Don’t take this as being sanctimonious or an attempt to be holier than thou; it’s time for fans to recognize that fighting in the NHL isn’t ok. It doesn’t make us bad people for having cheered for and enjoyed fights in the past but there’s more information now. Bob Probert’s death revealed chronic traumatic encephalopathy, a degenerative disease prevalent among people with multiple brain injuries.
Symptoms of CTE include depression and suicidal tendencies. We don’t know anything about Rick Rypien’s death today but if anybody wants to place a cash bet that it wasn’t suicide and he didn’t have CTE I’m willing to give you good odds. Ultimately we, the fans who pay for tickets and cheer for fights, are responsible for the men who sacrifice their brains for our entertainment. This isn’t intended to be a sanctimonious lecture on the evils of fighting because I stood up for every fight I ever saw in a hockey rink. 

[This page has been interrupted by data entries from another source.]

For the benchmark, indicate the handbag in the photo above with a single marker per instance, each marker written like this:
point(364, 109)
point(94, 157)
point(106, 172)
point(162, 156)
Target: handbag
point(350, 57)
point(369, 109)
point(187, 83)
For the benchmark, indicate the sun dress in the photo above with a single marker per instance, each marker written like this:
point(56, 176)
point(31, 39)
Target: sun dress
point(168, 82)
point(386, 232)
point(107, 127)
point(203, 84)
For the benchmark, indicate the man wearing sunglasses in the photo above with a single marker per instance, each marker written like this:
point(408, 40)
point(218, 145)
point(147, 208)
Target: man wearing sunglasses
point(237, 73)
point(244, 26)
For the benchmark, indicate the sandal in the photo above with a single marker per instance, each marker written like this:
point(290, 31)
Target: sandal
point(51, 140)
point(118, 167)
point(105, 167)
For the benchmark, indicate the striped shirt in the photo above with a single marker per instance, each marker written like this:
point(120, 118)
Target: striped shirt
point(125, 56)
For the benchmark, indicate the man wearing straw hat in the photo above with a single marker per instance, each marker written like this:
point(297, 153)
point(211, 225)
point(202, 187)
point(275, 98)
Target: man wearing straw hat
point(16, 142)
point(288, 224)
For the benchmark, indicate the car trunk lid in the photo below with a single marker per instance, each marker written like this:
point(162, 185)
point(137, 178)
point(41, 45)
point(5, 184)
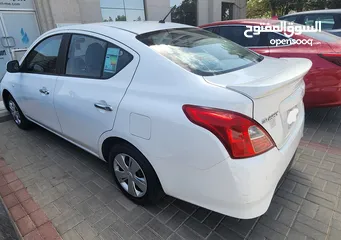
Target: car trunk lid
point(276, 88)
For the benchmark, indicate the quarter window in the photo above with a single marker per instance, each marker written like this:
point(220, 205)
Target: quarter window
point(43, 58)
point(94, 58)
point(327, 21)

I don’t think people who like fights are troglodytes because when I woke up this morning I was a fan of hockey fights. Speaking as someone who’s had some serious brain trauma though the stories of Derek Boogaard, Bob Probert and others have been on my bruised mind for a while. I like watching fights and I like it when players fight but I just don’t think I can support it anymore so count me out. You might consider what the cost of cheering people punching each other in the head really is.